Friday, November 18, 2011

"Have 'Twangy' Guitar Will Travel," by Duane Eddy (June, 1959)

Dad's Take:

As a surf guitar fan, I can't ignore Duane Eddy's influence on one of my favorite genres. The reverb-drenched twangy instrumental tunes of Duane Eddy helped give birth to that genre a year or so after this album came out. Duane Eddy's combo, featuring Eddy on guitar, a sax, bass, and drum, became the model for surf bands.

But one thing should be made clear: this is not surf music. Eddy created a kind of fusion of rock and roll, jazz, country, and even a touch of exotica (without the sound effects). "Rebel Rouser" is one of the true classics of instrumental rock and roll.

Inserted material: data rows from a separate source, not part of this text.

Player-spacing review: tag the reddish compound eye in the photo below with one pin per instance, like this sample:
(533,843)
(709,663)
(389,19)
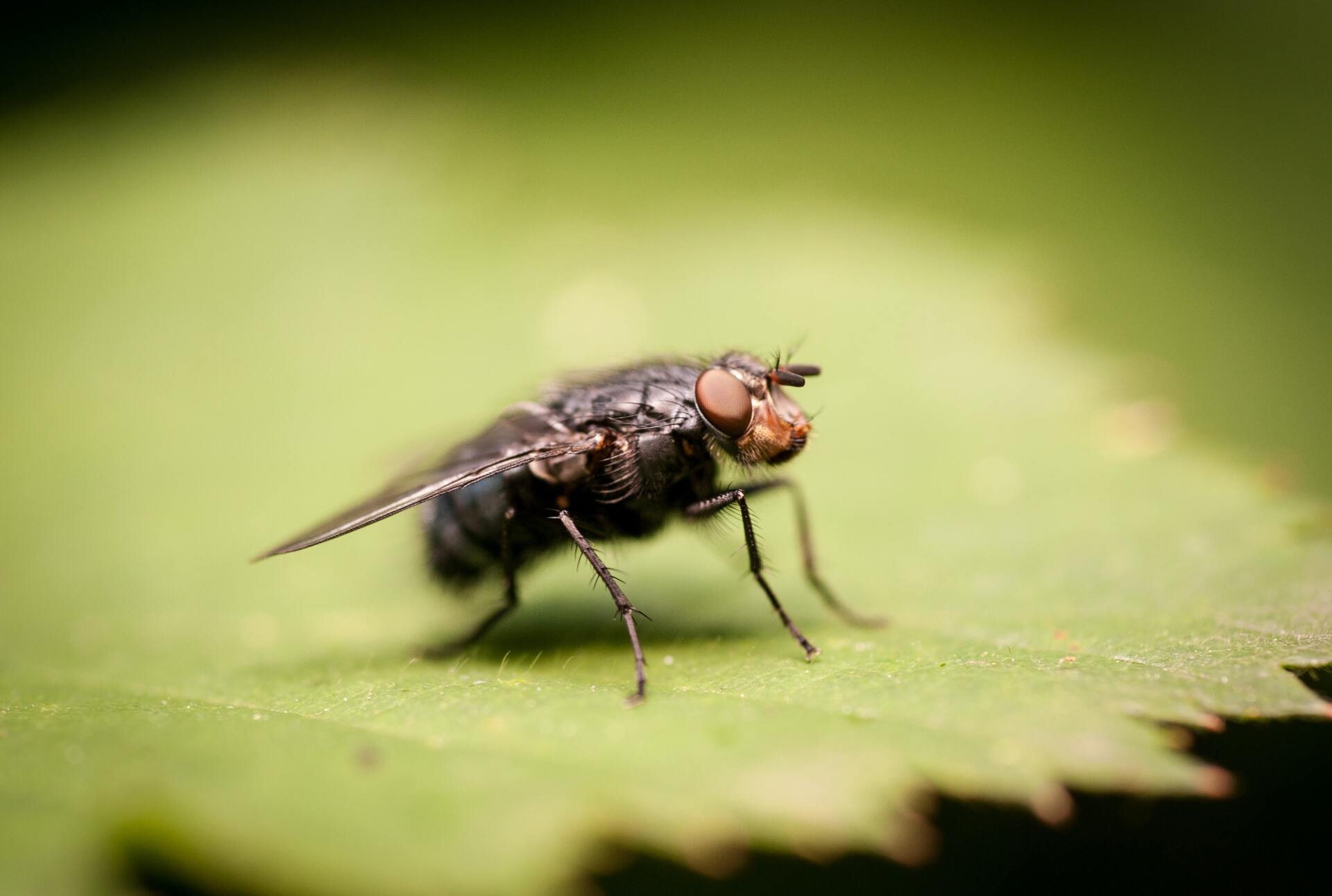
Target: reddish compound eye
(725,401)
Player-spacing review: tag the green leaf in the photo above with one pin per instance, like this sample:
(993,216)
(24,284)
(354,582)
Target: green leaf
(234,354)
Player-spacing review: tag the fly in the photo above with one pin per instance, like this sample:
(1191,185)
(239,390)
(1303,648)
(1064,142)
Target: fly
(613,456)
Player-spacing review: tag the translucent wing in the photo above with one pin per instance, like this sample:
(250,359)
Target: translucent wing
(420,489)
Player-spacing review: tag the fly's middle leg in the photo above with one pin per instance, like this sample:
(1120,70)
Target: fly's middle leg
(737,497)
(624,609)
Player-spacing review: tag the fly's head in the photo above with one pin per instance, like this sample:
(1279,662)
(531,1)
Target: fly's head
(746,412)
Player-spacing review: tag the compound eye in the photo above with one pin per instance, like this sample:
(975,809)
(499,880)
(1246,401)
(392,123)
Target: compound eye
(725,401)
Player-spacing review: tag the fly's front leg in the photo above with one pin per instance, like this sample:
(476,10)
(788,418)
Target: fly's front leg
(624,609)
(737,497)
(808,557)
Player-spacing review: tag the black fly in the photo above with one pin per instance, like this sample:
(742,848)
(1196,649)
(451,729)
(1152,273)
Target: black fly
(616,456)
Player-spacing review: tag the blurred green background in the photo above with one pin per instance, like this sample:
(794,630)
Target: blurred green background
(250,257)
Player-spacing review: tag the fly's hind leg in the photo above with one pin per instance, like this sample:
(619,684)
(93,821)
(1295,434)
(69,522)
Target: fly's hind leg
(624,609)
(808,557)
(511,597)
(737,497)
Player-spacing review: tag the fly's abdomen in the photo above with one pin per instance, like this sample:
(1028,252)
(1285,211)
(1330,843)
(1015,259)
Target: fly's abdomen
(466,531)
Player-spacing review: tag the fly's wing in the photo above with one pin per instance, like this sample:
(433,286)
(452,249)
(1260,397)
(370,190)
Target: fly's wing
(425,486)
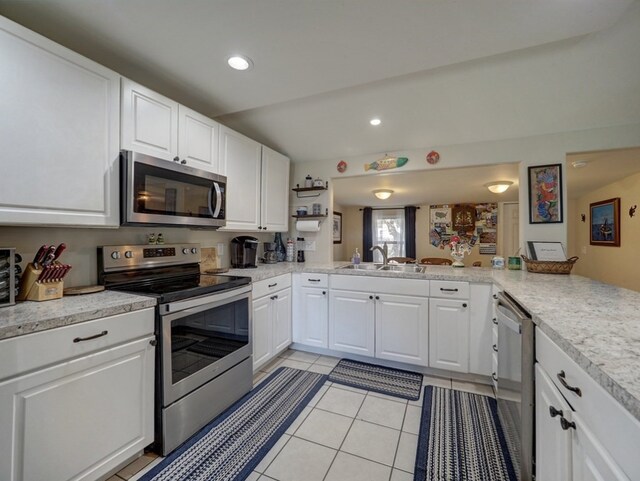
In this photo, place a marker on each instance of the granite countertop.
(596, 324)
(30, 316)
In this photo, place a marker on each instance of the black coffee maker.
(244, 252)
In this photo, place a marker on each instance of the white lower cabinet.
(84, 416)
(449, 334)
(402, 328)
(271, 318)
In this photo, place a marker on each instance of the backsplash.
(81, 243)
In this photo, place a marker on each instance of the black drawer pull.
(80, 339)
(562, 378)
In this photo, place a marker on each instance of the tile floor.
(344, 433)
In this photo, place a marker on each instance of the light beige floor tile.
(273, 452)
(136, 466)
(352, 468)
(320, 368)
(288, 362)
(412, 419)
(397, 475)
(341, 401)
(304, 356)
(473, 387)
(371, 441)
(382, 411)
(301, 460)
(436, 381)
(328, 361)
(406, 455)
(318, 396)
(299, 420)
(324, 427)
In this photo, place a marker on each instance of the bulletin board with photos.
(475, 224)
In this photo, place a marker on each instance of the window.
(388, 226)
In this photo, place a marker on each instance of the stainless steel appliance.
(244, 252)
(515, 393)
(203, 325)
(158, 192)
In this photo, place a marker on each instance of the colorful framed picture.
(545, 194)
(337, 228)
(605, 223)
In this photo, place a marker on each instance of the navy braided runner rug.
(461, 439)
(385, 380)
(232, 445)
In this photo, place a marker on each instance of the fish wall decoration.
(386, 163)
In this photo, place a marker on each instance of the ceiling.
(436, 72)
(428, 187)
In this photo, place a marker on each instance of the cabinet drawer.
(314, 280)
(616, 429)
(273, 284)
(449, 289)
(32, 351)
(383, 285)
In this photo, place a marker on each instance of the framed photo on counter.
(604, 221)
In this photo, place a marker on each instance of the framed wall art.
(605, 223)
(337, 228)
(545, 194)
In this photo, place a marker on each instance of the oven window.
(164, 192)
(201, 339)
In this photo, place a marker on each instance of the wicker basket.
(549, 267)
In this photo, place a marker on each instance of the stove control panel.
(134, 256)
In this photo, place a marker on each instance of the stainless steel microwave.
(158, 192)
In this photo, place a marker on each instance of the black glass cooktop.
(174, 289)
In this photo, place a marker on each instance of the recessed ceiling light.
(240, 62)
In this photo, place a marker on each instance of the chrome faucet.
(384, 250)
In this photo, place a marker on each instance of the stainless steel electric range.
(203, 326)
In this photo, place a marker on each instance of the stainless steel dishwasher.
(515, 393)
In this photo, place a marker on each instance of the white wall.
(537, 150)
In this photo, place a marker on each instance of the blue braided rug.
(232, 445)
(461, 439)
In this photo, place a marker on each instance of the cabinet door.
(79, 419)
(149, 122)
(312, 323)
(197, 140)
(59, 134)
(262, 331)
(449, 334)
(402, 328)
(553, 444)
(274, 212)
(240, 160)
(352, 322)
(591, 461)
(281, 320)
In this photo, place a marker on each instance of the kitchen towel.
(308, 225)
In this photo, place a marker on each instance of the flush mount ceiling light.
(240, 62)
(382, 194)
(578, 164)
(499, 186)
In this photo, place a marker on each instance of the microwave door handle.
(214, 209)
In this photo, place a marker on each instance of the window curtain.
(367, 234)
(410, 231)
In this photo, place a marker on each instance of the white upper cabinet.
(149, 122)
(198, 140)
(257, 184)
(60, 124)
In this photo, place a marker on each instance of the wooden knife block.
(32, 290)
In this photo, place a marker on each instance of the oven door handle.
(206, 302)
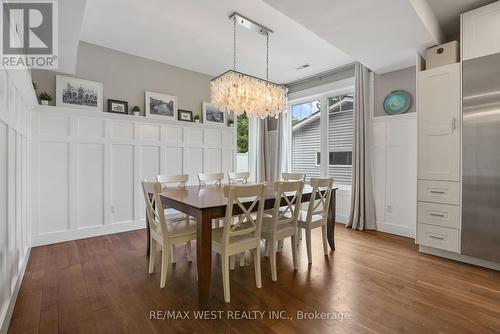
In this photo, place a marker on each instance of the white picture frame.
(168, 109)
(212, 115)
(68, 95)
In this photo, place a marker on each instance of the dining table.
(206, 203)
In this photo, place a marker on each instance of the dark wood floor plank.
(101, 285)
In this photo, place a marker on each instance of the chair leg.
(173, 253)
(308, 244)
(280, 246)
(256, 263)
(232, 260)
(225, 278)
(325, 240)
(272, 255)
(242, 259)
(188, 251)
(293, 241)
(152, 255)
(164, 266)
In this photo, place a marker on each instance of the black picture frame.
(181, 113)
(124, 104)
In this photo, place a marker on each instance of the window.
(336, 158)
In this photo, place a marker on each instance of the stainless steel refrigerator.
(481, 158)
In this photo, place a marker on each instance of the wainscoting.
(89, 167)
(17, 100)
(395, 173)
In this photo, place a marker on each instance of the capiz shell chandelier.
(238, 92)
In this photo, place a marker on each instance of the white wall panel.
(173, 160)
(53, 176)
(212, 160)
(91, 128)
(122, 186)
(97, 161)
(90, 185)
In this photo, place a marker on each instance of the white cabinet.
(439, 122)
(480, 31)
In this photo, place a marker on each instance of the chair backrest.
(246, 224)
(319, 204)
(173, 180)
(283, 190)
(154, 207)
(293, 176)
(210, 178)
(238, 177)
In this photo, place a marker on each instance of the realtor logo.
(29, 34)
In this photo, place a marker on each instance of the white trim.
(6, 318)
(89, 232)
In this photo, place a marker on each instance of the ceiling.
(198, 35)
(448, 13)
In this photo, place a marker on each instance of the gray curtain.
(362, 214)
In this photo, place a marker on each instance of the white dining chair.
(241, 235)
(210, 178)
(162, 232)
(177, 181)
(282, 224)
(238, 178)
(317, 212)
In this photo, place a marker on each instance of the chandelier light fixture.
(238, 92)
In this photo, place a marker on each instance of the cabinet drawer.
(439, 214)
(439, 237)
(439, 192)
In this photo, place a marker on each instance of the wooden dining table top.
(211, 196)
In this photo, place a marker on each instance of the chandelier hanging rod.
(249, 24)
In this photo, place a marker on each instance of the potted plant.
(45, 98)
(136, 110)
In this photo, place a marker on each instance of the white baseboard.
(82, 233)
(396, 229)
(5, 318)
(459, 257)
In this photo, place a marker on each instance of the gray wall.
(384, 84)
(126, 77)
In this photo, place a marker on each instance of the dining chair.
(178, 181)
(241, 235)
(238, 178)
(317, 212)
(163, 232)
(210, 178)
(282, 224)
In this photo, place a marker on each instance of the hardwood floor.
(101, 285)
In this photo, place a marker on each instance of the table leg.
(204, 256)
(330, 226)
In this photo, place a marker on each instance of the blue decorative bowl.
(397, 102)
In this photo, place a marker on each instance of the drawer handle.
(436, 237)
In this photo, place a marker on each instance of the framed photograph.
(161, 106)
(78, 93)
(185, 115)
(118, 107)
(212, 115)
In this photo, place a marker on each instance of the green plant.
(45, 96)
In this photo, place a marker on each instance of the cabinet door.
(439, 123)
(481, 31)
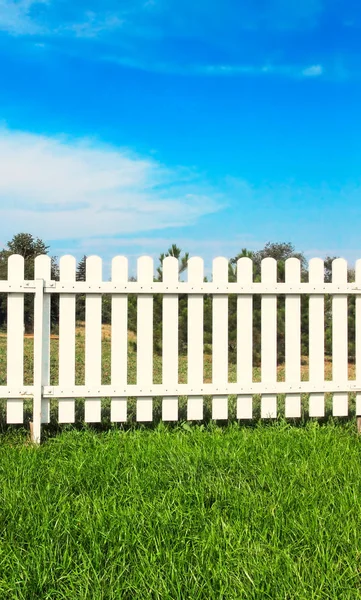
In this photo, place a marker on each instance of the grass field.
(235, 513)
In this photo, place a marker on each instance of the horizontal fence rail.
(326, 301)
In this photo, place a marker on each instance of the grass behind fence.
(265, 513)
(157, 378)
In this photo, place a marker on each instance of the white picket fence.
(145, 390)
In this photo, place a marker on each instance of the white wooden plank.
(43, 271)
(293, 338)
(66, 407)
(93, 339)
(170, 339)
(144, 409)
(316, 338)
(119, 340)
(269, 338)
(220, 339)
(358, 336)
(244, 337)
(15, 340)
(339, 338)
(195, 338)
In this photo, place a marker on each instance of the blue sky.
(126, 126)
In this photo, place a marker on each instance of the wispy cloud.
(219, 70)
(61, 188)
(313, 71)
(18, 17)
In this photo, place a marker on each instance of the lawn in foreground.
(270, 512)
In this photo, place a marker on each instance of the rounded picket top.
(16, 266)
(244, 269)
(339, 270)
(316, 270)
(120, 269)
(93, 268)
(195, 269)
(43, 267)
(67, 268)
(269, 270)
(170, 269)
(293, 270)
(145, 269)
(220, 269)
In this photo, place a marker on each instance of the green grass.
(271, 512)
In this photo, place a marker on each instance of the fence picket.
(66, 406)
(244, 337)
(316, 338)
(293, 338)
(358, 336)
(339, 338)
(269, 338)
(170, 339)
(93, 339)
(119, 340)
(15, 340)
(195, 338)
(43, 271)
(145, 338)
(220, 339)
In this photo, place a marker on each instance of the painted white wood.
(205, 287)
(41, 405)
(358, 336)
(339, 338)
(269, 338)
(220, 339)
(119, 339)
(43, 271)
(144, 407)
(66, 406)
(293, 338)
(316, 338)
(170, 339)
(184, 389)
(15, 340)
(93, 339)
(244, 337)
(195, 338)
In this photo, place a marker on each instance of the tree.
(80, 299)
(29, 247)
(177, 253)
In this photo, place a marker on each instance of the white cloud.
(16, 17)
(64, 189)
(313, 71)
(93, 25)
(218, 70)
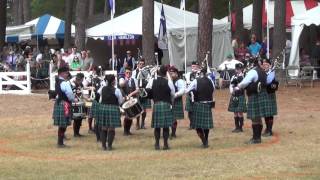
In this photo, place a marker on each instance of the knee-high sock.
(174, 128)
(90, 123)
(144, 115)
(61, 131)
(157, 132)
(200, 133)
(111, 134)
(165, 134)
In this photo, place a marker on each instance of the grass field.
(28, 145)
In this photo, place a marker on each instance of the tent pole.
(268, 33)
(185, 37)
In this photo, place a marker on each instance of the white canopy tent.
(130, 24)
(298, 23)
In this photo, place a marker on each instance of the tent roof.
(131, 22)
(292, 8)
(48, 26)
(310, 17)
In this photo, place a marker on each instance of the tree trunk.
(239, 19)
(205, 30)
(20, 13)
(92, 6)
(257, 19)
(148, 31)
(81, 19)
(3, 23)
(26, 10)
(15, 11)
(279, 31)
(68, 16)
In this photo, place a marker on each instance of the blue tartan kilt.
(178, 112)
(237, 104)
(188, 104)
(271, 108)
(145, 103)
(58, 116)
(202, 116)
(162, 115)
(108, 116)
(257, 105)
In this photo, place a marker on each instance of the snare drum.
(78, 110)
(132, 108)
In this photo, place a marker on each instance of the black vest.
(109, 96)
(176, 90)
(161, 90)
(204, 90)
(127, 89)
(61, 95)
(252, 88)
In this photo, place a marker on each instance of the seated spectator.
(254, 47)
(241, 52)
(304, 58)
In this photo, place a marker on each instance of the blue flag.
(112, 6)
(162, 36)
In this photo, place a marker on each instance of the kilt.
(108, 116)
(162, 115)
(257, 105)
(145, 103)
(271, 108)
(238, 106)
(202, 116)
(188, 104)
(58, 116)
(178, 112)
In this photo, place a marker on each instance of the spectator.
(88, 62)
(241, 52)
(129, 59)
(304, 58)
(254, 47)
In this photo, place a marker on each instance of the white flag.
(182, 4)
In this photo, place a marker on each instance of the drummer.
(145, 102)
(129, 89)
(77, 87)
(109, 112)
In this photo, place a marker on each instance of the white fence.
(20, 80)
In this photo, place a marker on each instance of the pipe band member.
(272, 87)
(202, 120)
(109, 112)
(62, 106)
(255, 85)
(237, 103)
(180, 87)
(161, 90)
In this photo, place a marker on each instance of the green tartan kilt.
(108, 116)
(178, 112)
(257, 105)
(271, 109)
(188, 104)
(58, 116)
(202, 116)
(162, 115)
(145, 103)
(239, 105)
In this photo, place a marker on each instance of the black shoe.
(254, 141)
(267, 134)
(236, 130)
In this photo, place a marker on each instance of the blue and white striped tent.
(46, 27)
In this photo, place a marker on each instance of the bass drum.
(132, 108)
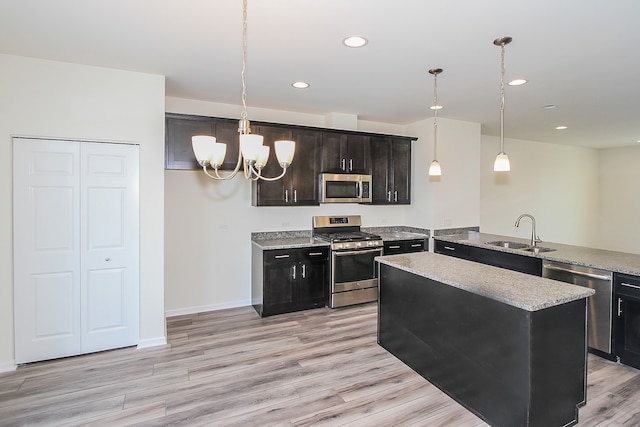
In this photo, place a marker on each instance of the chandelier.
(252, 154)
(434, 168)
(502, 160)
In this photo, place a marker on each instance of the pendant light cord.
(243, 113)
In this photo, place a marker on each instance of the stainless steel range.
(354, 278)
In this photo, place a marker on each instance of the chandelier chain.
(243, 114)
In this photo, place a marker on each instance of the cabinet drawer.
(314, 254)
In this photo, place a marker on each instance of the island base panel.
(507, 365)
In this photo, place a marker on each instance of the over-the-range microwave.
(345, 188)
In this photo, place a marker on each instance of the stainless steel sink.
(538, 249)
(508, 244)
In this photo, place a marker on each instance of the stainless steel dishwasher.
(599, 305)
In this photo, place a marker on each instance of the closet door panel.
(109, 219)
(46, 210)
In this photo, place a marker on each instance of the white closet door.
(46, 216)
(110, 230)
(75, 247)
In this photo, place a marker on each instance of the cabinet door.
(279, 277)
(358, 154)
(306, 167)
(401, 170)
(279, 192)
(178, 133)
(333, 145)
(380, 185)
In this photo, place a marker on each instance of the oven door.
(352, 270)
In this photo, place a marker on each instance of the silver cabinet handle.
(578, 273)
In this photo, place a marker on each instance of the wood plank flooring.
(319, 367)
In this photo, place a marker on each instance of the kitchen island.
(510, 347)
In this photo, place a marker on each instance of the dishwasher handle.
(578, 273)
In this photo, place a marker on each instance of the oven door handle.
(368, 251)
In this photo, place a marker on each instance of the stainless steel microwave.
(345, 188)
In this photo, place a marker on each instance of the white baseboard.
(152, 342)
(204, 308)
(8, 366)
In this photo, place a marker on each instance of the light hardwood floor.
(232, 368)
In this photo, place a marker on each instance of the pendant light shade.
(502, 160)
(434, 168)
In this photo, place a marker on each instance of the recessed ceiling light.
(354, 41)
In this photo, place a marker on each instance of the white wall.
(60, 100)
(557, 184)
(619, 219)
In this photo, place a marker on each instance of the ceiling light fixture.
(434, 168)
(502, 160)
(355, 41)
(208, 152)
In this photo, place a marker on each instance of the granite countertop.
(620, 262)
(520, 290)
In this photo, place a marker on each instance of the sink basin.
(539, 249)
(508, 244)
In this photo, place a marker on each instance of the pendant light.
(502, 160)
(252, 154)
(434, 168)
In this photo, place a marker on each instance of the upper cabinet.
(299, 186)
(390, 170)
(346, 153)
(179, 128)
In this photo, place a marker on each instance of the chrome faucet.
(534, 237)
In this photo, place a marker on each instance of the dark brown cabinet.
(391, 171)
(299, 186)
(346, 153)
(179, 129)
(403, 246)
(287, 280)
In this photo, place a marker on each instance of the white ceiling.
(581, 55)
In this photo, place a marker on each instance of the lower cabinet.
(627, 319)
(286, 280)
(508, 260)
(403, 246)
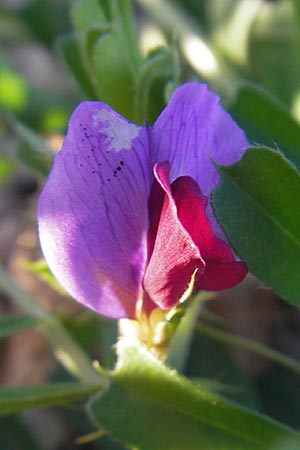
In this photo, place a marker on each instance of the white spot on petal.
(120, 133)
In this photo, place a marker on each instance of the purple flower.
(124, 214)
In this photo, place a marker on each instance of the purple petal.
(191, 131)
(93, 215)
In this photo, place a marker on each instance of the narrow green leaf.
(74, 58)
(41, 269)
(257, 204)
(150, 407)
(86, 14)
(161, 67)
(13, 323)
(115, 79)
(266, 121)
(18, 398)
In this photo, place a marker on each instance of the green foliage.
(18, 398)
(267, 121)
(257, 203)
(41, 269)
(33, 151)
(12, 323)
(158, 397)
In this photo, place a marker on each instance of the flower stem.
(247, 344)
(66, 350)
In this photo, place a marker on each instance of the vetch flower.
(125, 214)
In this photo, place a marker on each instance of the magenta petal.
(221, 269)
(174, 257)
(92, 212)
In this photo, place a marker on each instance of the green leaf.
(6, 168)
(150, 407)
(87, 14)
(266, 121)
(111, 53)
(41, 269)
(115, 79)
(33, 149)
(161, 67)
(13, 323)
(18, 398)
(74, 58)
(257, 204)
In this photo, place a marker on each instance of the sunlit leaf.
(13, 323)
(150, 407)
(257, 203)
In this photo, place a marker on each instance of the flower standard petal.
(92, 212)
(191, 132)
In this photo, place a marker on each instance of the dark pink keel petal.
(192, 130)
(221, 269)
(174, 256)
(92, 212)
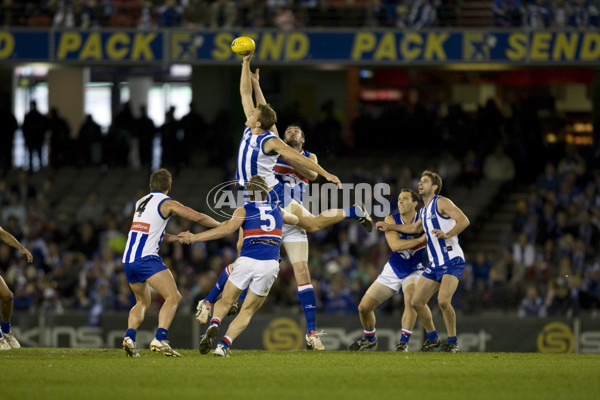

It's probably the best known song on this collection, but it is definitely not the only one worth listening to. "The Lonely One" is also well-known, "Ramrod" is as energetic as any future surf tune, and even the lesser-known songs are good. I didn't find a single clunker on this record. This is what the Chet Atkins album we listened to earlier could have been if Atkins used a band and had a little more energy.

This is good stuff. Duane Eddy is too often overlooked in the lists of musical pioneers of the 1950s and early 1960s. Go out and pick this up, or some other Duane Eddy collection, You won't hear the pyrotechnics of a Jimi Hendrix or the speed of a Dick Dale, but neither of them would have been what they were without Duane Eddy being there first.

Brad's Take:

Strangely, I'd never heard of Duane Eddy until now. Doing a quick Wikipedia search on the guy, I learned a couple of pretty interesting things:

1. He was the first rock n' roll musician to have his own signature guitar model. So many musicians still do this today so it's pretty cool to me that he was actually the first.

2. Four of the songs from this album were on the Top 100 Billboard chart. This is interesting to me because you don't see any instrumental tracks getting their way onto the Top 100 anymore, let alone one ("Rebel-Rouser") getting into the Top 10.

2. Duane Eddy's song "Moovin' N' Groovin" has a guitar riff that The Beach Boys "borrowed" for their song "Surfin' USA." Those of you who know my dad probably know that he's borderline obsessed with The Beach Boys so I have grown to know "Surfin' USA" pretty damn well. I was quite surprised to learn that the song's opening riff was indeed pretty similar to Duane Eddy's song.... I can't believe my own father would subject his children to such blatant plagiarism! ...That was actually internet sarcasm. E-sarcasm, if you will. The songs' riffs really don't sound that alike, but you can tell that Brian Wilson and the gang were tipping their hats to Mr. Eddy.

Duane's guitar playing is tasteful. He doesn't show off with crazy fast guitar solos. He stays true to the mood of the song and doesn't always overshadow the other instruments involved. But with that said, you can tell that Duane Eddy has some true talent and skill on the guitar.

I liked this album. It is a cool combination of 50's blues-inspired rock n' roll instrumentals with echo-ey surf guitar thrown into the mix. There's even some country tinged tunes on this album. 

1 comment:

Scott said...

You want blatant plagiarism involving Surfin' USA? Compare it to Chuck Berry's "Sweet Little Sixteen."